Warda Carles, une mère de famille de 45 ans amputée des quatre membres depuis 2015, a été verbalisée alors qu'elle était garée sur une place réservée aux personnes handicapées à Toulouse. Malgré une carte mobilité inclusion (CMI) valide, elle a dû payer une amende de 375 euros.
Une amende injustifiée selon elle
Le 25 novembre 2025, Warda découvre un avis de contravention sur son pare-brise alors qu'elle récupère son véhicule dans le quartier Saint-Cyprien à Toulouse. Elle devait partir le lendemain pour un voyage de trois mois prévu de longue date. "J'étais en panique, je ne savais pas quoi faire", raconte-t-elle. Sa carte CMI est valide, mais cela n'a pas empêché la verbalisation.

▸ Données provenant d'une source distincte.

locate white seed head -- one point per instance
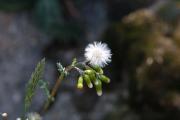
(98, 54)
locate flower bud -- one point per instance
(91, 74)
(88, 81)
(98, 69)
(80, 82)
(99, 88)
(104, 78)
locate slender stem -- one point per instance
(4, 116)
(55, 88)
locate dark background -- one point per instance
(144, 36)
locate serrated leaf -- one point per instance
(33, 83)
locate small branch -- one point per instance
(55, 89)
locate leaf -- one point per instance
(45, 86)
(33, 83)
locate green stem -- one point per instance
(55, 89)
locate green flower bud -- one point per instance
(98, 69)
(88, 81)
(99, 88)
(104, 78)
(80, 82)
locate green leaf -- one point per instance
(33, 83)
(45, 86)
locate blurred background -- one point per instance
(144, 36)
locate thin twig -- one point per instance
(55, 89)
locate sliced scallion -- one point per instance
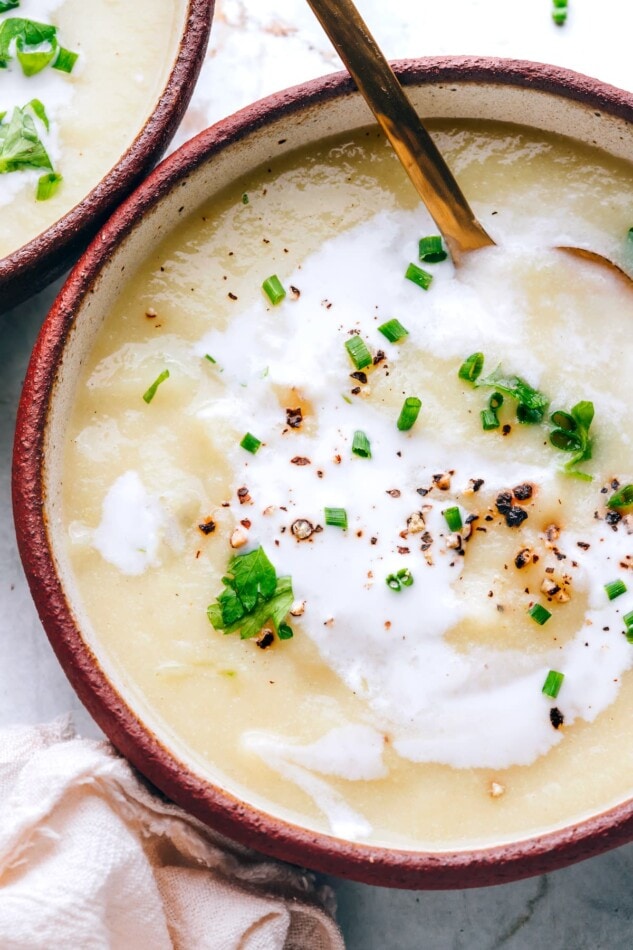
(402, 578)
(273, 289)
(623, 498)
(284, 631)
(539, 614)
(431, 251)
(250, 443)
(358, 352)
(553, 683)
(47, 186)
(453, 518)
(615, 589)
(66, 60)
(418, 276)
(336, 517)
(393, 330)
(361, 445)
(149, 394)
(409, 413)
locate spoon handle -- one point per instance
(413, 145)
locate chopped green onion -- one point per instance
(393, 330)
(539, 614)
(418, 276)
(470, 370)
(453, 518)
(358, 352)
(409, 413)
(402, 578)
(149, 394)
(47, 186)
(623, 498)
(615, 589)
(273, 289)
(489, 420)
(553, 683)
(360, 445)
(431, 251)
(250, 443)
(336, 517)
(66, 60)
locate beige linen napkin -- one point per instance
(90, 859)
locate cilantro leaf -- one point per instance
(253, 597)
(20, 144)
(531, 403)
(572, 435)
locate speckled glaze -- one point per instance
(41, 260)
(543, 97)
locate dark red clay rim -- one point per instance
(41, 260)
(222, 811)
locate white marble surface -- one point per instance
(257, 48)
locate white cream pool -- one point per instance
(126, 51)
(411, 716)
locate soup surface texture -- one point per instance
(94, 112)
(469, 559)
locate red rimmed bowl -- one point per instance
(536, 96)
(166, 90)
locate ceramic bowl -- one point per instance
(32, 266)
(535, 95)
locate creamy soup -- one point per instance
(448, 663)
(125, 51)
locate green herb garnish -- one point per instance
(47, 186)
(20, 144)
(361, 445)
(572, 435)
(489, 417)
(358, 352)
(623, 498)
(431, 250)
(559, 11)
(453, 518)
(409, 413)
(336, 517)
(393, 330)
(149, 394)
(402, 578)
(531, 404)
(615, 589)
(418, 276)
(470, 370)
(250, 443)
(553, 683)
(539, 614)
(253, 596)
(36, 46)
(273, 289)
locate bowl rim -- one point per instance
(371, 864)
(33, 265)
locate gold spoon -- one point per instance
(431, 176)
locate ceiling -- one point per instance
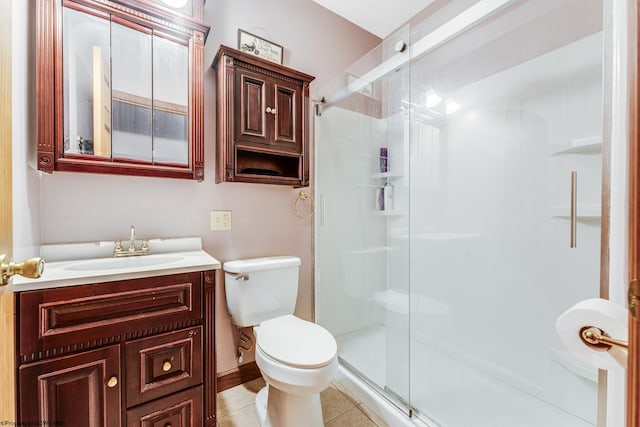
(380, 17)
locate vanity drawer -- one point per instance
(182, 409)
(163, 364)
(93, 315)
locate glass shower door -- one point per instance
(362, 236)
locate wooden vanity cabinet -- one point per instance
(137, 352)
(262, 115)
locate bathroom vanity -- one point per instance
(105, 342)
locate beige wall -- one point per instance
(83, 207)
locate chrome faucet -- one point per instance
(119, 251)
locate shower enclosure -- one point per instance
(459, 180)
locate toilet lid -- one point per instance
(296, 342)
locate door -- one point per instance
(287, 132)
(78, 390)
(7, 384)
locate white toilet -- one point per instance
(298, 359)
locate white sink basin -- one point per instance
(122, 263)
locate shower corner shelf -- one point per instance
(584, 212)
(388, 213)
(588, 145)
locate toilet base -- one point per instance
(276, 408)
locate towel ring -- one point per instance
(302, 196)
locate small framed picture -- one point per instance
(254, 45)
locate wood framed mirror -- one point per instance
(119, 87)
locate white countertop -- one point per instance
(77, 269)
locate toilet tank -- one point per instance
(260, 289)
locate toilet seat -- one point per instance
(296, 342)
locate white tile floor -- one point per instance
(236, 407)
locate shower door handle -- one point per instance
(572, 210)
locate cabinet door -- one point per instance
(78, 390)
(287, 134)
(250, 107)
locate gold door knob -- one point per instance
(31, 268)
(113, 381)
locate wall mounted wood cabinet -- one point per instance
(262, 120)
(119, 87)
(137, 352)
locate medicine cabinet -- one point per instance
(119, 87)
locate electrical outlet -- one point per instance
(220, 220)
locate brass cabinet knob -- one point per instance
(32, 268)
(113, 381)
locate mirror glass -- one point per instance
(132, 94)
(87, 84)
(182, 6)
(126, 93)
(170, 101)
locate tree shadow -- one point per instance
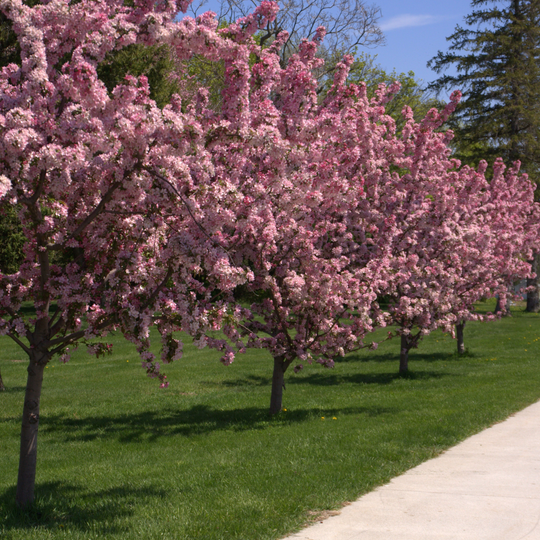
(318, 379)
(249, 380)
(58, 505)
(149, 426)
(414, 356)
(12, 389)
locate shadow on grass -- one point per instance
(149, 426)
(12, 390)
(322, 379)
(414, 356)
(62, 506)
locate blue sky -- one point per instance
(415, 30)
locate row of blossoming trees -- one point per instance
(316, 209)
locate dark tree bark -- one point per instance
(505, 309)
(278, 383)
(29, 430)
(533, 298)
(406, 346)
(459, 336)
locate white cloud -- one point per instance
(406, 21)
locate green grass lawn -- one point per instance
(120, 458)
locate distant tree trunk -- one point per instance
(459, 336)
(533, 299)
(278, 383)
(406, 345)
(29, 429)
(499, 308)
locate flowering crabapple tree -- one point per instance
(503, 237)
(123, 191)
(314, 284)
(449, 247)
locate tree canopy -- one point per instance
(497, 59)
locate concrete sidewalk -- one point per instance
(486, 488)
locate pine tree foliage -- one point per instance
(497, 59)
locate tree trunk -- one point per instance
(278, 383)
(499, 307)
(404, 355)
(29, 430)
(459, 336)
(533, 298)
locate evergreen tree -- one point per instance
(365, 69)
(497, 59)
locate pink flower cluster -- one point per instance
(315, 210)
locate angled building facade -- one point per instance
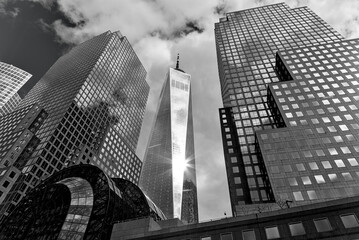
(11, 80)
(79, 202)
(168, 174)
(87, 108)
(314, 156)
(247, 42)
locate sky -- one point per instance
(34, 33)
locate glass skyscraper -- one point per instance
(11, 80)
(247, 42)
(87, 108)
(168, 174)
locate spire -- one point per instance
(177, 65)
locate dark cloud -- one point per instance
(221, 9)
(190, 27)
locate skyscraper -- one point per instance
(11, 80)
(247, 42)
(168, 174)
(314, 156)
(87, 108)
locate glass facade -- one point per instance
(247, 42)
(168, 174)
(11, 80)
(95, 98)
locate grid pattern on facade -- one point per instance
(247, 42)
(316, 157)
(95, 96)
(168, 176)
(11, 80)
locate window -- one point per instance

Des démarches administratives complexes
À son retour début mars, la situation s'aggrave. Les courriers recommandés sont renvoyés et l'amende initiale de 135 euros est majorée à 375 euros. Peu familière des démarches en ligne, Warda multiplie les appels et déplacements. "Ils m'ont fait tourner en bourrique", déplore-t-elle. Un agent de la mairie de Toulouse lui aurait dit : "Si vous saviez le nombre de gens qui trichent, nous, on n'a pas que ça à contrôler". Warda répond : "Ma carte n'est pas trafiquée !"
La position de la mairie
Toulouse Métropole précise que seule une carte CMI avec la mention "stationnement pour personnes handicapées" autorise l'usage de ces emplacements. Warda disposerait d'une carte mentionnant "invalidité", insuffisante selon la mairie. Celle-ci renvoie la responsabilité à la Maison départementale des personnes handicapées (MDPH) du Tarn, tout en assurant que les agents ont donné les informations nécessaires.
Une saisie administrative
Le mois dernier, Warda découvre que 375 euros ont été prélevés directement sur son compte courant et son Livret A via une saisie administrative. Pourtant, Toulouse Métropole indique sur son site que l'enregistrement préalable d'une carte n'est pas obligatoire pour utiliser une place réservée.
Cette affaire rappelle d'autres situations similaires, comme celle d'un travailleur handicapé dont la voiture avait un pneu crevé et qui a été verbalisé, ou encore un para-athlète français qui a dû payer 149 euros à la SNCF pour s'être assis sur une place PMR dans un train.